Shell in Nigeria shuts in 25,000 bpd of oil

http://www.google.com/hostednews/afp/article/ALeqM5j8T6ywesxfwPk7Ql-duGpUa8JRzA?docId=CNG.74c873b2ee28ca61f62f7806e68d8e1b.321

LAGOS — Anglo-Dutch oil group Shell said Monday it has shut in 25,000 barrels per day of crude in a southern Nigerian oil field due to spills caused by sabotage and theft.

"The Shell Petroleum Development Company of Nigeria Ltd (SPDC) has shut in production from Imo River Field due to a recent upsurge of illegal bunkering and refining activities which have impacted the environment," the company said in a statement.

"Some 25,000 barrels of oil per day is affected," Shell said, adding it took the action on August 28 "to starve the illegal bunkerers of crude oil in order to prevent further environmental pollution."

Theft of crude is commonly referred to as "bunkering" in Nigeria.

Shell said the field which straddles oil-producing Abia and Rivers states, has five flow stations, a gas compressor station and several kilometres of pipelines among other faculties.

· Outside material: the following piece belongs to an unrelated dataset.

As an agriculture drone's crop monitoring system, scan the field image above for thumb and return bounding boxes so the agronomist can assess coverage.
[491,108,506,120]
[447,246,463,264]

The thefts were first noticed in the field two years ago, prompting government security forces to move in to dislodge the perpetrators and destroyed their barges and canoes.

The military deployed in the oil delta has in recent months reported busting hundreds of illegal refineries.

"But the criminal act has now resumed, with crude thieves inflicting hacksaw cuts on pipelines to siphon crude to waiting barges and canoes, some of which can hold as much as 40,000 barrels," it added.

Pipeline vandalism and associated spills are common in the Niger Delta, Nigeria's oil and gas producing region, to feed a lucrative black market.

Shell, one of Nigeria's major oil operators, has seen frequent shut-ins in recent years.

Last month, it was forced to shut down its Utorogu gas plant following a leak on its trunkline in western Niger Delta.

Activists say oil firms such as Shell have not done enough to prevent such incidents.

A UN report in August said decades of oil pollution in the Ogoniland area of the Niger Delta, located in Rivers state, may require the world's largest ever cleanup.

Nigeria is Africa's largest oil producer, accounting for 2.3 million barrels of crude per day according to the latest report of the International Energy Agency.